From Hiding Spot Games, Beacon Pines releases tomorrow and it’s a wonderful, unique, little adventure game! We reviewed the demo last year and were really excited to receive review copies for the game. While this is a general overview of the game, Seher will have a more indepth review next week and stay tuned for our interview with creative director Matt Meyer!
Premise
Beacon Pines follows the story of a young deer boy named Luka and his friends Rolo and Beck as they explore the mysteries of a small town fallen on hard times. Think Winnie-the-Pooh meets Stranger Things! The game walks the careful tightrope of whimsical and frightening as the simple seeming mysteries of the start escalate rapidly.
It’s a solid premise, tried and tested but with a few unique spins on it. However the details of the plot aren’t the function of this review. Plus, Beacon Pines is a mystery game. Giving away much more than that would spoil the point of the thing. Suffice it to say that there are missing family members, familial tensions, shady grown-ups, protective big sisters, and a mysterious (and murderous) conspiracy.
Presentation
First and foremost, this game is gorgeous. Everything is intricately drawn and designed, bursting with details and personality. From the locations…
To the stills of characters reacting to things…
To even just the passive portraits of side characters…
Every piece of art for Beacon Pines is excellent, conveying exactly what the game needs it to. This is important for any game of course, but especially for a game like Beacon Pines, which relies heavily on text and character portraits to get its story across and to keep the players invested.
In contrast, the music is…fine. It gets the job done, conveys the atmosphere successfully and is never a problem. At the same time however, I’d be lying if I said any of the tracks stood out to me, or even that I could hum a few bars. This is a bit disappointing, but at the same time in a game where most of the dialogue is written it makes sense that you wouldn’t want the music to get distracting.
All that being said, the narrator gives a genuinely excellent performance, delivering her lines with the proper weight and emotional resonance, making each appearance from her a pleasant experience.
Gameplay
Beacon Pines creatively blends the point and click adventure game with the choose your own adventure game for a unique and interesting approach to both classics.

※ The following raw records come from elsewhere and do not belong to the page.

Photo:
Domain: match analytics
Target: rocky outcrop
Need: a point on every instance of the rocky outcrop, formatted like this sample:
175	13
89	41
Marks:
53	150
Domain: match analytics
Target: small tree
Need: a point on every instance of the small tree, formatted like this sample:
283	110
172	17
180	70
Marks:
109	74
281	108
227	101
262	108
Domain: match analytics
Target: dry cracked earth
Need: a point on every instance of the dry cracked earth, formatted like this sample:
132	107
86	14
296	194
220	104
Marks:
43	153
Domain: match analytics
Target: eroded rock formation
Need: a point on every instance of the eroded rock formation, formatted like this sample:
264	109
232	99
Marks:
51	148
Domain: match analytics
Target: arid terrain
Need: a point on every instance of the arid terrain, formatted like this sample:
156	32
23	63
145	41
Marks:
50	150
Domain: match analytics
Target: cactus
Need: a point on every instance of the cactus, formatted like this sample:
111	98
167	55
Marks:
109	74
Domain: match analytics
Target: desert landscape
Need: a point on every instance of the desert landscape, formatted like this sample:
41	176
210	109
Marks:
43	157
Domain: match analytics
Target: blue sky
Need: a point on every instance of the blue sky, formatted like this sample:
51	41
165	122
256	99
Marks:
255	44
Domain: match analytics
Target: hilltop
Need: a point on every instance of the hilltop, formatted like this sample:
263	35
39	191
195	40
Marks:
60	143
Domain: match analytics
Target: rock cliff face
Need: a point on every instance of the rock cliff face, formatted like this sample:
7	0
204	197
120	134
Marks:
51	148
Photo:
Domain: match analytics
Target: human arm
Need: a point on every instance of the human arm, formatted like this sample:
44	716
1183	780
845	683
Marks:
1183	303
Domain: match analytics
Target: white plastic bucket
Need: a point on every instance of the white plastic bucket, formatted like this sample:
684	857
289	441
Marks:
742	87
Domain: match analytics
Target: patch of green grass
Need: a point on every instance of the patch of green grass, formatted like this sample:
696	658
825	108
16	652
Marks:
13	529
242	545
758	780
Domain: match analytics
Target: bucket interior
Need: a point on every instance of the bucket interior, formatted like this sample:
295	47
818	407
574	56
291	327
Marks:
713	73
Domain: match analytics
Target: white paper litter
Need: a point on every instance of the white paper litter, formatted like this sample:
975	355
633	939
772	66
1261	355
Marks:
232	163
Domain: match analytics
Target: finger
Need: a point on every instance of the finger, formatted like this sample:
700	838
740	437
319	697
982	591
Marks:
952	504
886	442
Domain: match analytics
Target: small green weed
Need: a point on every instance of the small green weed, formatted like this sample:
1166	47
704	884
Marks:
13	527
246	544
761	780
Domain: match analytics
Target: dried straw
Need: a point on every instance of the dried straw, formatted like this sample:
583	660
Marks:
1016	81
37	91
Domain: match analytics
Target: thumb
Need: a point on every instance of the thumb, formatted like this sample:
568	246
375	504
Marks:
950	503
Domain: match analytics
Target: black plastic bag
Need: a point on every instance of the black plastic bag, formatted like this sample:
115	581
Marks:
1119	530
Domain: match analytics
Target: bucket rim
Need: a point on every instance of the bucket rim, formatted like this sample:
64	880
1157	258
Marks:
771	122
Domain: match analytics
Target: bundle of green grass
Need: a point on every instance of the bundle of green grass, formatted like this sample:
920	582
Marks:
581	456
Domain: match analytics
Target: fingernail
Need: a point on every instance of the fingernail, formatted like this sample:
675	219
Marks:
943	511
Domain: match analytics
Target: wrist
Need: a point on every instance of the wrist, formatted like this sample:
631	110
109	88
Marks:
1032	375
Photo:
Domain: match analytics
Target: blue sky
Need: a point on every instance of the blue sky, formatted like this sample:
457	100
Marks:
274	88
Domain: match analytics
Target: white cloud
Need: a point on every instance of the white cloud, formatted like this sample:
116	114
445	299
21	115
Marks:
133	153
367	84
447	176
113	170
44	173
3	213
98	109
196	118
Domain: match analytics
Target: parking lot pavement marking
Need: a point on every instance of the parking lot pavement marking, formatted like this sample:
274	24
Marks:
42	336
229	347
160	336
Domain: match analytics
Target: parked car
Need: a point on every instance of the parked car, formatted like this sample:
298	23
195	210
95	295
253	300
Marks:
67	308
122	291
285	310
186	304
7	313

The game has the framing device of being a book, a magical, mysterious book which you the player are helping the narrator to complete. She’s the author, but from time to time she’ll hit roadblocks. You can help fix these by finding charms-words you can use to fill in the blanks, gained by interacting with characters and the environment.
As you can see below, occasionally the scene will zoom out to show the book this is all taking place in. And at these moments, you’ll be able to pick from the charms you’ve acquired to determine what happens next. However, it’s not all set in stone.
You’ll always be gaining new charms, and new charms can be applied to old scenes. When you reach an ending on the story path you’ve taken (or at any time, really, though I wouldn’t recommend it) you can access the tree and rewind to a previous choice. The game will tell if you have new charms that can apply to the old scenes, never fear.
Essentially, Beacon Pines takes the thing we all did as kids when using Choose Your Own Adventure books-putting our finger on the previous page so we can remake the choice if we needed to-and makes it into a mechanic. A deeply creative mechanic at that. No need to even go back to the main menu when you reach the end of a story path, just hit a button and choose where you want to restart from.
Beyond this, Beacon Pines functions like a usual adventure game. You wander around the world, looking for characters to talk to and objects to interact with in order to progress the game. It’s just that here you’re collecting words and concepts rather than inventory objects. The words and the book form the unique and central pillar to a game that is innovative, but comfortingly familiar at the same time.
Final Thoughts
I am blessed to once again be able to recommend a game wholeheartedly and without reservation. Beacon Pines is a fantastic, beautiful game, with wonderful writing and a deeply clever central mechanic. If you like point and click or choose your own adventure games, you owe it to yourself to give it a try. The same if you’re a fan of Stranger Things or the media that inspired that particular juggernaut.
Seriously, if you can at all do so, give this game a try. You won’t regret it. You can pick up a copy on Xbox, Steam, and Nintendo Switch tomorrow!